The shrill voice died away again. A door opened by the daïs, there was a movement in the throng, and breathless with dread Kophetua watched to see what would come. The crowd opened, and his life seemed to freeze up with horror. He tried to cry out, but no sound came. He shut his eyes to keep out the sight; but it was useless, he could not choose but look. There, between two hideous hags, walked what seemed the corpse of the girl he had tried to save. He knew her again though she was so changed. They had washed her clean as the body that is laid out for burial; they had wrapped her in grave-clothes, and her luxuriant dark hair hung down, combed and silky, over the white shroud like a pall. Yet he knew her. That wan face, the dark, trusting eyes he could never forget. It was she whom he had tried to befriend. It was she whom he had deserted. This was the end of his first attempt. She was to die the worst of deaths. She was to be buried alive!

And all depended on the skill of the stripling who was already sparring before the champion of St. Lazarus. They were long before they closed, and Kophetua watched breathlessly. Suddenly they were together and there was a flash and clink of steel, and the lad sprang back. On his shoulder was a streak of blood; but before the King had well seen it, the two men behind leaped upon the wounded boy and plunged their knives into his back. Such was the fierce law of combat in the liberties of St. Lazarus. The first blood showed the right, and death was the portion of him who fought for the wrong.

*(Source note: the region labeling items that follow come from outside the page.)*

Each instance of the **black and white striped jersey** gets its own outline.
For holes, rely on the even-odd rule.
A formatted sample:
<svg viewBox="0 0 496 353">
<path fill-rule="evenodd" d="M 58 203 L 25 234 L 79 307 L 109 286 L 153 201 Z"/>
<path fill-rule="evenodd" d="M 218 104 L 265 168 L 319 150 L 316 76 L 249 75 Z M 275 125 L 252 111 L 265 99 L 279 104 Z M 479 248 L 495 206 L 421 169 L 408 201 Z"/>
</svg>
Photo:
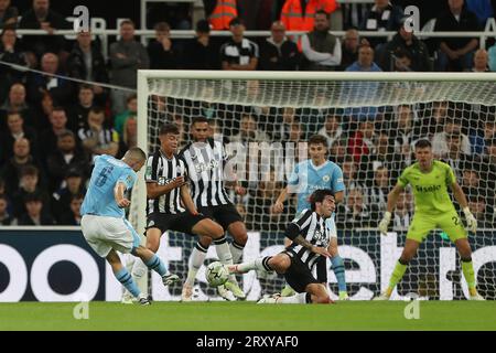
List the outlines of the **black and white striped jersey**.
<svg viewBox="0 0 496 353">
<path fill-rule="evenodd" d="M 227 154 L 220 141 L 192 142 L 180 152 L 186 162 L 191 194 L 197 207 L 230 203 L 224 188 L 224 165 Z"/>
<path fill-rule="evenodd" d="M 187 170 L 184 161 L 176 154 L 172 159 L 166 158 L 160 150 L 150 156 L 147 160 L 147 171 L 144 180 L 147 183 L 158 183 L 166 185 L 173 179 L 184 175 L 187 180 Z M 147 199 L 147 214 L 155 212 L 166 214 L 177 214 L 186 211 L 181 205 L 180 189 L 173 189 L 169 193 L 157 199 Z"/>
<path fill-rule="evenodd" d="M 303 210 L 299 216 L 292 221 L 292 223 L 300 228 L 300 235 L 303 236 L 306 242 L 314 246 L 327 248 L 331 242 L 331 232 L 326 227 L 324 217 L 321 217 L 316 214 L 316 212 L 306 208 Z M 294 242 L 288 247 L 288 249 L 296 254 L 302 263 L 304 263 L 311 270 L 322 256 L 301 245 L 298 245 Z"/>
</svg>

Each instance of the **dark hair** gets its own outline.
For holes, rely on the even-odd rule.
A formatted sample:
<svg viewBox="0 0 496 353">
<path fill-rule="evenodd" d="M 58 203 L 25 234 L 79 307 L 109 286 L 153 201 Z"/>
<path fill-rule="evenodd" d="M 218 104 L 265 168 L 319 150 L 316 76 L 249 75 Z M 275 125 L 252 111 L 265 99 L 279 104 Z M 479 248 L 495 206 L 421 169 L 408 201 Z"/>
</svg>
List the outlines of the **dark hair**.
<svg viewBox="0 0 496 353">
<path fill-rule="evenodd" d="M 315 190 L 311 195 L 310 195 L 310 205 L 312 211 L 315 211 L 315 204 L 317 202 L 322 202 L 324 201 L 324 199 L 326 196 L 333 196 L 334 197 L 334 193 L 332 192 L 332 190 L 330 189 L 320 189 L 320 190 Z"/>
<path fill-rule="evenodd" d="M 323 137 L 322 135 L 314 135 L 309 139 L 309 146 L 310 145 L 324 145 L 325 148 L 328 148 L 327 139 Z"/>
<path fill-rule="evenodd" d="M 23 169 L 21 169 L 21 178 L 25 175 L 31 176 L 37 176 L 40 174 L 40 171 L 34 165 L 25 165 Z"/>
<path fill-rule="evenodd" d="M 175 124 L 164 124 L 160 127 L 160 135 L 179 135 L 180 130 Z"/>
<path fill-rule="evenodd" d="M 206 117 L 203 117 L 203 116 L 193 117 L 193 119 L 191 120 L 191 126 L 195 125 L 196 122 L 206 122 L 206 124 L 208 124 L 208 119 Z"/>
<path fill-rule="evenodd" d="M 317 14 L 325 14 L 325 18 L 326 18 L 327 20 L 330 20 L 330 13 L 328 13 L 327 11 L 324 11 L 324 10 L 320 9 L 320 10 L 316 10 L 316 11 L 315 11 L 314 17 L 316 17 Z"/>
<path fill-rule="evenodd" d="M 416 149 L 418 148 L 432 148 L 432 143 L 428 139 L 421 139 L 416 142 Z"/>
</svg>

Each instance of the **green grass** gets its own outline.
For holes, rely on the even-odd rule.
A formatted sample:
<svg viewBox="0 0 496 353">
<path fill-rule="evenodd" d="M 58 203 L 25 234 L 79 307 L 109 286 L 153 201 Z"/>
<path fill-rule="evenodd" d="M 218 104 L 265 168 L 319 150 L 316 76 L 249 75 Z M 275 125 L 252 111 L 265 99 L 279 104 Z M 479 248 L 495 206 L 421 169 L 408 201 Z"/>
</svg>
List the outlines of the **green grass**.
<svg viewBox="0 0 496 353">
<path fill-rule="evenodd" d="M 74 303 L 0 303 L 1 330 L 496 330 L 496 302 L 421 301 L 407 320 L 406 302 L 337 304 L 154 302 L 150 307 L 90 302 L 89 319 L 75 320 Z"/>
</svg>

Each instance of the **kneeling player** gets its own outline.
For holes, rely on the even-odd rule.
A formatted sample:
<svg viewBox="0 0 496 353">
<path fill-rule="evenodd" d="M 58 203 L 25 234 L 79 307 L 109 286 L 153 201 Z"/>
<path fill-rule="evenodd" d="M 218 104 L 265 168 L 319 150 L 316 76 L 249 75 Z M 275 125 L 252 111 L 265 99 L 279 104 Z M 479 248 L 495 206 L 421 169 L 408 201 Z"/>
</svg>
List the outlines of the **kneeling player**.
<svg viewBox="0 0 496 353">
<path fill-rule="evenodd" d="M 138 234 L 125 220 L 123 207 L 130 204 L 125 192 L 134 184 L 136 172 L 143 167 L 145 158 L 139 148 L 130 149 L 122 160 L 111 156 L 95 158 L 95 169 L 80 211 L 80 227 L 86 242 L 99 256 L 107 259 L 116 278 L 143 306 L 150 302 L 138 289 L 117 252 L 131 253 L 141 258 L 148 268 L 162 277 L 165 286 L 179 280 L 176 275 L 166 270 L 155 254 L 140 246 Z"/>
<path fill-rule="evenodd" d="M 179 136 L 175 125 L 162 126 L 159 136 L 161 148 L 147 162 L 147 248 L 157 253 L 160 237 L 166 231 L 196 234 L 213 238 L 220 263 L 233 264 L 223 227 L 200 214 L 191 199 L 186 165 L 175 154 Z M 141 261 L 136 261 L 132 276 L 139 279 L 145 270 Z"/>
<path fill-rule="evenodd" d="M 285 229 L 291 245 L 276 256 L 257 258 L 250 263 L 227 266 L 231 274 L 245 274 L 250 270 L 277 271 L 284 275 L 288 284 L 298 295 L 263 297 L 259 303 L 331 303 L 326 284 L 312 275 L 317 264 L 324 264 L 330 257 L 331 229 L 326 220 L 334 212 L 335 203 L 331 190 L 316 190 L 310 196 L 311 210 L 304 210 Z M 322 268 L 319 270 L 322 271 Z"/>
</svg>

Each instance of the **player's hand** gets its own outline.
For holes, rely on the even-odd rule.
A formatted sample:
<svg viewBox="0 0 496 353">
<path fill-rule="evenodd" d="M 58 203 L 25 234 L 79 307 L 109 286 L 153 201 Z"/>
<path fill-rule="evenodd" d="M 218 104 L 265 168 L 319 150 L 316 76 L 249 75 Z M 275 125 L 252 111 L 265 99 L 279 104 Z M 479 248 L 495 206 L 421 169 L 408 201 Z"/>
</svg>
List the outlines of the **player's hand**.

It was over, and Penelophon must die. Without ceremony the seconds seized her brother's naked body and threw it into the open grave. Then the two hags began to drag their charge to it in her turn. She looked round wildly, her eyes staring with terror. Kophetua, in his intense anxiety, had worked himself to the front; and their eyes met. She started, and her horror changed to the look of wonder he had seen when first her eyes opened and gazed into his. He knew she was thinking her guardian angel was come again. It was more than he could bear. Forgetting everything, he leaped down into the open space, tore her from the hags, and stood with the shroud-clad figure in his arms, bidding her fear nothing.

"It is the Gentile lover," proclaimed the same monotonous cry of the shrivelled Emperor. "He has come to lie in the same grave with his shameless love. Seize him, and make ready!"